While I expected to learn a few things, including how to shake a cocktail shaker like a pro; I didn’t expect to have key concepts of entrepreneurship reinforced. Here’s what a night spent mixing drinks taught me.
Plans are nothing, planning is everything.
While I have healthy respect for the skill set of bartenders, I have poured myself a few drinks here and there. I never said, “How hard could it be?” but I did think it. Despite my “experience,” I would have been a stressed out mess without planning which four cocktails I was making, where their ingredients were located, and who was ringing up orders.
Planning has the same importance in business. Most people have startup ideas and think “How hard could it be to start a business?” Without a business plan outlining the steps to profitability, launching a startup is an incredibly stressful mess!
You’re only as strong as your team.
I am a rather mighty army of one, and sometimes forget how vital it is to have a team. In business I can push ahead with initiatives and my own ideas. But, in a bar with a jammed cocktail shaker I not only needed help once, I relied on the team all night to help me find fresh glasses, new bottles of champagne and to place food orders while I was mixing drinks. The upbeat personalities and good nature of the Silver team buoyed my confidence as I learned my way around the new role and responsibilities of guest bar tender. The experience reminded me how important it is to build a team of amazing people who work together towards a common goal. You really are only as good as your team.
Culture makes or breaks the customer experience.
Working behind the bar gave me a new perspective on culture. While there are endless articles on the value of a company’s culture from the employee point of view, culture also matters to the end user or customer of that company.

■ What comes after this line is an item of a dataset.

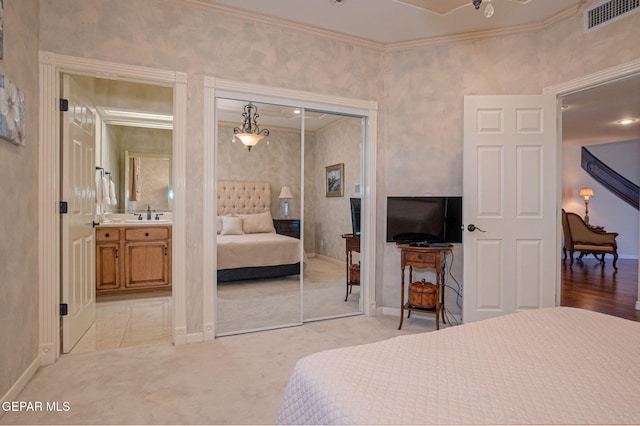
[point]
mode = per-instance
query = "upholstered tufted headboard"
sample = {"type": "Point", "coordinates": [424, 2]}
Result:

Silver is building a neighborhood feel and culture. The live musician made everyone feel at home with her renditions of pop hits, but also made everyone feel part of band when she pulled up a stranger and had him sing along with her. Patrons stayed late, not just because the drinks were spot-on, but because they felt like they belonged. Their experience with the culture of Silver was just as important as the staff’s. This culture epiphany resonated with me, and gave me new insight on how my tech company needs to extend our culture beyond our walls and outwards to include our clients.